Die keine Grenzen kennen

Thomas Christian
Die keine Grenzen kennen - CoverNun schlägt es dreizehn. Gerade eben habe ich das obige Buch ausgelesen.

Am Bildschirm, es ist ein e-book. Das Lesen auf dem Bildschirm im Vollbildmouds und mit mehr als 50 cm Abstand zum Bildschirm (25 “ Diagonale) ist eine eigene Erfahrung.

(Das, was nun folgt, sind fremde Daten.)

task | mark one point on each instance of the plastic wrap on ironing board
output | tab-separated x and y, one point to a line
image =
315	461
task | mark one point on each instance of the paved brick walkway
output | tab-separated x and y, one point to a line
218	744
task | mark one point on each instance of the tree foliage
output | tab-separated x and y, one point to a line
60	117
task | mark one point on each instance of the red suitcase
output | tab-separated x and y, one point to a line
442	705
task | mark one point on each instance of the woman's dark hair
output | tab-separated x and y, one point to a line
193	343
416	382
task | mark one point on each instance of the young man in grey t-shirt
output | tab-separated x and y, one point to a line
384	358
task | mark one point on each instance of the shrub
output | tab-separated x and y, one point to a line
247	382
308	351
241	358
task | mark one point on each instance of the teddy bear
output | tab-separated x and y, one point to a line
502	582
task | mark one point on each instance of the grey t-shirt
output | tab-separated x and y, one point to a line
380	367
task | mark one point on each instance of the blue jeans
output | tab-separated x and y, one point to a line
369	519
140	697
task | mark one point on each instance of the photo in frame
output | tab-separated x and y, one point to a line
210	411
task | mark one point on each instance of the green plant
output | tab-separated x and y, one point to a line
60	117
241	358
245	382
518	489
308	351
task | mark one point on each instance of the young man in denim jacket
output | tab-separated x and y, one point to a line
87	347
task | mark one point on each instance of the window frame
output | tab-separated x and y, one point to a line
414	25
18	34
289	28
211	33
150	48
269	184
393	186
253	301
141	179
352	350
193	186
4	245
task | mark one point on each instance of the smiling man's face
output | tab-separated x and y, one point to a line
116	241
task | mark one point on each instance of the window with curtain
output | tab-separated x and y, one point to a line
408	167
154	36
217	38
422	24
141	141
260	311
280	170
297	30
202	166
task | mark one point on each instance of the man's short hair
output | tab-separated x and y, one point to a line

Als ich fertig wahr, mit dem Lesen des Inhalts über Macht, Intrigen der Stasi, des KGB und Politiker des Landes, in dem ich lebe, stieß ich auf die folgende Nachricht: „Zweiter Strang von Ostsee-Pipeline Nord Stream freigegeben. … Schröder hatte das bilaterale Projekt 2005 mit Kremlchef W. Putin auf den Weg gebracht.“ (augsburger-allgemeine.de) Mir ist diese Verbindung schleierhaft, bei den undemokratischen Allüren, auch schon zu damaliger Zeit, von H. Putin. Nach diesem Buch und dieser Nachricht bekomme ich noch mehr Bauchschmerzen, da auch ein ehemaliger Außenminister in einer solchen Beraterposition ist. Ich warte gespannt auf den zweiten Teil.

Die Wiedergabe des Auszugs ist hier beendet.